Cannabis: How to Balance Privacy Rights and the Employer’s Management PrerogativeSeptember 24th, 2018
The new cannabis legislation involves privacy issues in that it transforms a collective prohibition into an individual choice. Although cannabis use will obviously continue to have repercussions for society as a whole, the provisions of the Cannabis Act that will come into force on October 17, 2018, make it more a personal matter. From now on, every individual will have the freedom of choice to use it.
As it is the case for tobacco, cannabis legislation does not create a right to use it, per se. However, by shifting cannabis use into the sphere of personal choice, it affords individuals certain privacy-related protections.

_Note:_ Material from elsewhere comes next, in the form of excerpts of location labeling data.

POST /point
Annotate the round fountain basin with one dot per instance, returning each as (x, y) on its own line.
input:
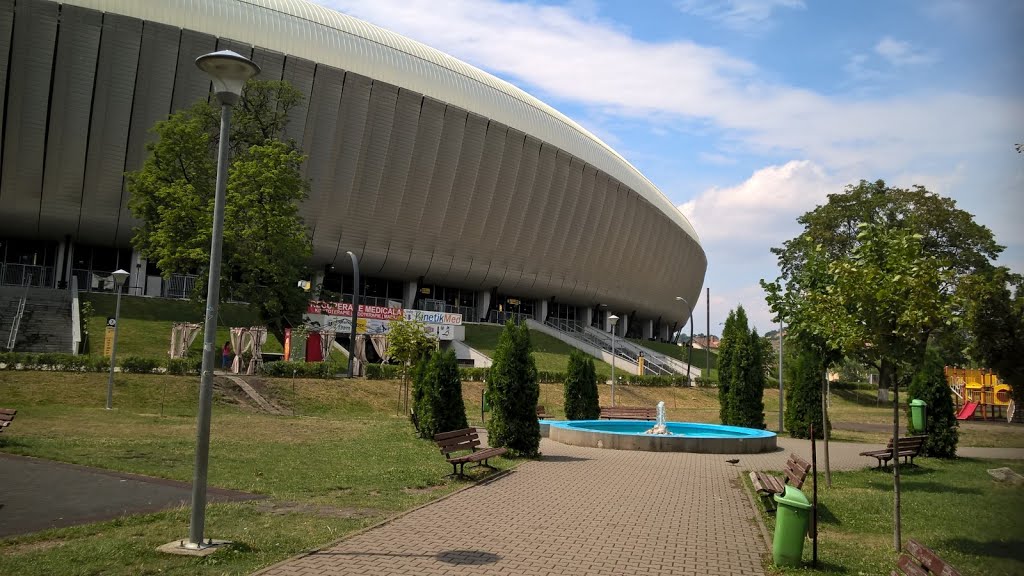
(686, 437)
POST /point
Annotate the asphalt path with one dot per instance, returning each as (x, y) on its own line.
(38, 494)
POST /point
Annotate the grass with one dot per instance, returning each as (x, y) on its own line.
(550, 354)
(342, 462)
(145, 324)
(951, 506)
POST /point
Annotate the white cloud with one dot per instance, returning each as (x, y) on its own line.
(761, 211)
(900, 53)
(748, 15)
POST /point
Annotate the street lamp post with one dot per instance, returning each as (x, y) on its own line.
(780, 374)
(119, 279)
(612, 320)
(228, 71)
(689, 353)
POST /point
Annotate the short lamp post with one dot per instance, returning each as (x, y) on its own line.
(689, 354)
(119, 280)
(228, 71)
(612, 320)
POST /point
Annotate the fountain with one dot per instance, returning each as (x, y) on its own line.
(659, 426)
(662, 437)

In Québec, the right to privacy is set out in articles 3, 35 and 36 of the Civil Code of Québec and section 5 of the Charter of Human Rights and Freedoms. The courts have held that the right to privacy covers the freedom to make decisions without undue outside influence. Everyone has "the basic ability to make fundamentally private choices unfettered by undesired restrictions".
An individual who uses cannabis may enjoy that protection to a certain degree. Because the decision to use cannabis is related to morality, it may reasonably be perceived as falling within the private sphere.
Limits on the right to privacy in the workplace
Management measures applied in the workplace to prevent cannabis use and possession are readily justifiable when those acts are illegal. However, the legalization of cannabis will require that employers find another basis for policies that restrict or completely prohibit cannabis use.
Certain acts will still be prohibited by law and may be subject to penalties imposed by employers based on the fact that they are illegal. For example, section 12 of the Cannabis Regulation Act provides that smoking cannabis in certain enclosed spaces, including "workplaces, except workplaces situated in a private residence", will be prohibited. It is worth noting that that provision does not address other methods of use. Possession of cannabis will also be restricted or even prohibited in some places.
Section 21 of the Cannabis Regulation Act provides that under their managerial prerogative, employers may regulate or prohibit acts that are not already prohibited in the workplace. The management prerogative, which has been recognized by the courts and incorporated into numerous collective agreements, allows the employer to direct the work and establish the conditions of employment.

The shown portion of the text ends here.